Towards Christmas 2007 I was asked if I would like to go to the Terminus Café Christmas Party to be held at a local church. I enjoyed the party, even if I felt a little uncomfortable during prayers. After the meal, I met someone who told me that on Tuesday afternoons a Fellowship meeting was held in the church. It was a friendly event lasting about an hour.

I began attending the Fellowship meetings early in 2008, at first with some apprehension but after a month or so I began to relax and I noticed I was starting to enjoy the songs we sung. The prayers began to be less of a problem for me and I began taking notice of the message the speakers were offering. A lady in the Fellowship group told me she was to be baptised and asked me to support her by coming to the service. I hadn't been to a church service in 50 years but said I would attend, which I did.

During the service a thought struck me – I remember it clearly. 'My way of thinking should apply to how I explain God's universe'. It then dawned on me that I had become a Christian. God's universe is his creation and he has given me the privilege of being able to understand little bits of it! The little bits of the universe that I understand have helped me to make my living and now I can use that understanding to give praise to God for the magnificence of his creation.

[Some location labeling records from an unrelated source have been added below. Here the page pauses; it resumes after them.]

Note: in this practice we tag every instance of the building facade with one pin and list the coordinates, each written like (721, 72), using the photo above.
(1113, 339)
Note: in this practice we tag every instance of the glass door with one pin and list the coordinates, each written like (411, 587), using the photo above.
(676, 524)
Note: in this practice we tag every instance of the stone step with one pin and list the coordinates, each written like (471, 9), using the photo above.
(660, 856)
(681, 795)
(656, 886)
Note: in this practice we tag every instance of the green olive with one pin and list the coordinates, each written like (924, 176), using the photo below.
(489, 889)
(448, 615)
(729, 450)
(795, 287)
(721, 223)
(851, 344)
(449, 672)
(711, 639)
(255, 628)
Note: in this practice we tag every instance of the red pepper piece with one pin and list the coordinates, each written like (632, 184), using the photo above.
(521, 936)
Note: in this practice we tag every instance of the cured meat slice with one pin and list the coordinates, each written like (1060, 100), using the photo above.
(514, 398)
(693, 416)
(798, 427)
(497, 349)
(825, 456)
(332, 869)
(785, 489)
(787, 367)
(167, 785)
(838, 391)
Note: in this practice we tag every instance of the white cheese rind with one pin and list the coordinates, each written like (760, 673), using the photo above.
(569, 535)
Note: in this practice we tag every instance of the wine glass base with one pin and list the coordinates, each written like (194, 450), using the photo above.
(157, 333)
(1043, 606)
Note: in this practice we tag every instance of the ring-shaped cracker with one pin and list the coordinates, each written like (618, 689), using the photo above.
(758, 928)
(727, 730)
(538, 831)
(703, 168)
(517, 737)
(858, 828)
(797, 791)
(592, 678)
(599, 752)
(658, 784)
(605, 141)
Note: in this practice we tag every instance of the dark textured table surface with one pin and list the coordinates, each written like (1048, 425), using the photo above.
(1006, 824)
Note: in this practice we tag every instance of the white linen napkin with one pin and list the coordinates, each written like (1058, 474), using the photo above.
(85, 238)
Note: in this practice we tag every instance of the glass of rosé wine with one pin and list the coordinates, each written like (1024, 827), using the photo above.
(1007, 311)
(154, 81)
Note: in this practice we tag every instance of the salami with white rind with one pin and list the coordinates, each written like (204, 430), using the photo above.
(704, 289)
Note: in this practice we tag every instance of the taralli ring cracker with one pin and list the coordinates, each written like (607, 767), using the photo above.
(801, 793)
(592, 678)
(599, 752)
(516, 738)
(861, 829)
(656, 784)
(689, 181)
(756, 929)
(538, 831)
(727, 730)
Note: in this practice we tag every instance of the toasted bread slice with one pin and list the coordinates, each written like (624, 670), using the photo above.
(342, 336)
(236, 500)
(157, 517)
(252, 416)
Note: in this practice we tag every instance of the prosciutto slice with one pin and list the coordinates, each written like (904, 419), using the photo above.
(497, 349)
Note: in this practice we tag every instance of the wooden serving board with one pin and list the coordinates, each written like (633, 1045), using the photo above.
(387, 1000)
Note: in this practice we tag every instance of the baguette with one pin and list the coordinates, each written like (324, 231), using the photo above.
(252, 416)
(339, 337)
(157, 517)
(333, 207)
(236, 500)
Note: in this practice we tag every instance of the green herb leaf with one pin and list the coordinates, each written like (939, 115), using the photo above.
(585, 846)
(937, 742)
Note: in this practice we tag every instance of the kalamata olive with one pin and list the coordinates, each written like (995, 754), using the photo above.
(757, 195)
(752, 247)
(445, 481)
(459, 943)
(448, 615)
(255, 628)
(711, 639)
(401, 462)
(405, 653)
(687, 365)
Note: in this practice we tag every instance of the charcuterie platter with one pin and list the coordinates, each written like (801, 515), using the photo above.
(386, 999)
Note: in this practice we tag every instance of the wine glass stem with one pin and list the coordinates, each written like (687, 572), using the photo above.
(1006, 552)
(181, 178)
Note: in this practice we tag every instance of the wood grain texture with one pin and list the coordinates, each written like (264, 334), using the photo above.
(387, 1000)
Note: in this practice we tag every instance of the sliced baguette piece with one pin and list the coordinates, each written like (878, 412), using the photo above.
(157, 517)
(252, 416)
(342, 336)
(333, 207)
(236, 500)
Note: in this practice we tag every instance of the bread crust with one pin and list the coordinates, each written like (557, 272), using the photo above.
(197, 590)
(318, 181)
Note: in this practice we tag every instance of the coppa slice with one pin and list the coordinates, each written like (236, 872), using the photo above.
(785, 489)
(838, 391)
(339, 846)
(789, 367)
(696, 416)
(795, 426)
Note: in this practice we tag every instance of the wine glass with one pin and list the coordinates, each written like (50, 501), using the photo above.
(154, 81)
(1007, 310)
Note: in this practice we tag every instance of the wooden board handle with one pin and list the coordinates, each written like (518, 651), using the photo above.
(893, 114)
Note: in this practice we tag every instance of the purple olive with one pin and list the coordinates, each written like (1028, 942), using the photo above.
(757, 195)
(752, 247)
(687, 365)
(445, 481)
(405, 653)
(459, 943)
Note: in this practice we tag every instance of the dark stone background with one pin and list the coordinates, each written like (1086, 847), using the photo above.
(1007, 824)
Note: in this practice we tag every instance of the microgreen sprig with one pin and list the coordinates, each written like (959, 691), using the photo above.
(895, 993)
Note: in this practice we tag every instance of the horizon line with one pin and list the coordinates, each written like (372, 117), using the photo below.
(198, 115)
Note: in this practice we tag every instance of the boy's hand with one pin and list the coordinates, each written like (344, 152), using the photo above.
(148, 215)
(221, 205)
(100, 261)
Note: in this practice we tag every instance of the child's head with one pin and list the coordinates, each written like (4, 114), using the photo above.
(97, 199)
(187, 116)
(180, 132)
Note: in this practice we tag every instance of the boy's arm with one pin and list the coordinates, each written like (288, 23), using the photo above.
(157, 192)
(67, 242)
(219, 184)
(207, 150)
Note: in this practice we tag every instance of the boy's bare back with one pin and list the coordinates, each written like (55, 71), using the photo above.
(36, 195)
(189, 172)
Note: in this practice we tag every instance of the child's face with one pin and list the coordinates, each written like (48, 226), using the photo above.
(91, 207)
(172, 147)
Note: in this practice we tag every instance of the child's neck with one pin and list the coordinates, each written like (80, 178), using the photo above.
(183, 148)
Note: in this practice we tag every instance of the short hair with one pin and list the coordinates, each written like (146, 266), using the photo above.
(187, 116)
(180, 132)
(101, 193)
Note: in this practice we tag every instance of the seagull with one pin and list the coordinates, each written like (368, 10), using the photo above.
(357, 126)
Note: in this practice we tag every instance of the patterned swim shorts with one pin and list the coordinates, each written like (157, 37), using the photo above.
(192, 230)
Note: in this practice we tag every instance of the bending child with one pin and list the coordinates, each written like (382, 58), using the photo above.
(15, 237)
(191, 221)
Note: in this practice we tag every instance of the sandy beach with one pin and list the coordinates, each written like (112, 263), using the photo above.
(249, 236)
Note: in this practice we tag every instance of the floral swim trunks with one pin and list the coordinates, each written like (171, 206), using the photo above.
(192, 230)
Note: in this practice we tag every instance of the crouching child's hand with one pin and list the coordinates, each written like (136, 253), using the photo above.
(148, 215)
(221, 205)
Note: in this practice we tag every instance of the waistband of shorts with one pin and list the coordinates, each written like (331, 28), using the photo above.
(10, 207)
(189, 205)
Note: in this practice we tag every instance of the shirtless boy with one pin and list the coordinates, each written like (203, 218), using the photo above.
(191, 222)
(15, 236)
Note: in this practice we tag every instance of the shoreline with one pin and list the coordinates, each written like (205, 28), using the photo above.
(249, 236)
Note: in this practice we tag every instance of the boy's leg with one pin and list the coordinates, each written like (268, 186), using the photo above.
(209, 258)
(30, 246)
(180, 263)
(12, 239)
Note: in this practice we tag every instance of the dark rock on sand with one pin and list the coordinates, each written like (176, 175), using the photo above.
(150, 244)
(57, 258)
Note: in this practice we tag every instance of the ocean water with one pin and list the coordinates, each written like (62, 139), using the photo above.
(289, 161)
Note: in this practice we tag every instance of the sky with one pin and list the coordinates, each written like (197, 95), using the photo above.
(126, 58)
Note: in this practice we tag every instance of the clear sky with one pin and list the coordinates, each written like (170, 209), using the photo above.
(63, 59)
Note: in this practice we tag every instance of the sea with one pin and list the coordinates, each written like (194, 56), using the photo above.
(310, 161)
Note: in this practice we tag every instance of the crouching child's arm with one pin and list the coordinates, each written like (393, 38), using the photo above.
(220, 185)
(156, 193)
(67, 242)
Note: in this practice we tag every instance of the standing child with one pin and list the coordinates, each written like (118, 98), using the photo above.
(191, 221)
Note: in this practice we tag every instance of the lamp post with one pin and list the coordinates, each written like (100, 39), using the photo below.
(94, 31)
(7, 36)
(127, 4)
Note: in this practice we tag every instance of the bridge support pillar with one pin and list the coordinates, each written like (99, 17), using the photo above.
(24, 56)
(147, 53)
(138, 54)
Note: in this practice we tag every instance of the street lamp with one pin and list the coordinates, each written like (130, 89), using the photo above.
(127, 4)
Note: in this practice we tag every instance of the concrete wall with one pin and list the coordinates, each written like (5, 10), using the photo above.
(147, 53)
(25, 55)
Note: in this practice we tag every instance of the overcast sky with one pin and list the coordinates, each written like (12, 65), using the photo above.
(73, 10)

It has taken many years of study to reach a mature view of those parts of the universe that I know a little bit about. Whereas, I have accepted Jesus as my Saviour, as a child would accept by faith all that a parent has told them. Faith is hope in the future. Hope by faith is how I have gained an inner joy and contentment believing that my life has been saved by Jesus' sacrifice on the cross. I have turned from my sins to my Lord God, having been proud and following my own path. Now I ask him to guide me, to show me the way I must go to walk in Jesus' footsteps.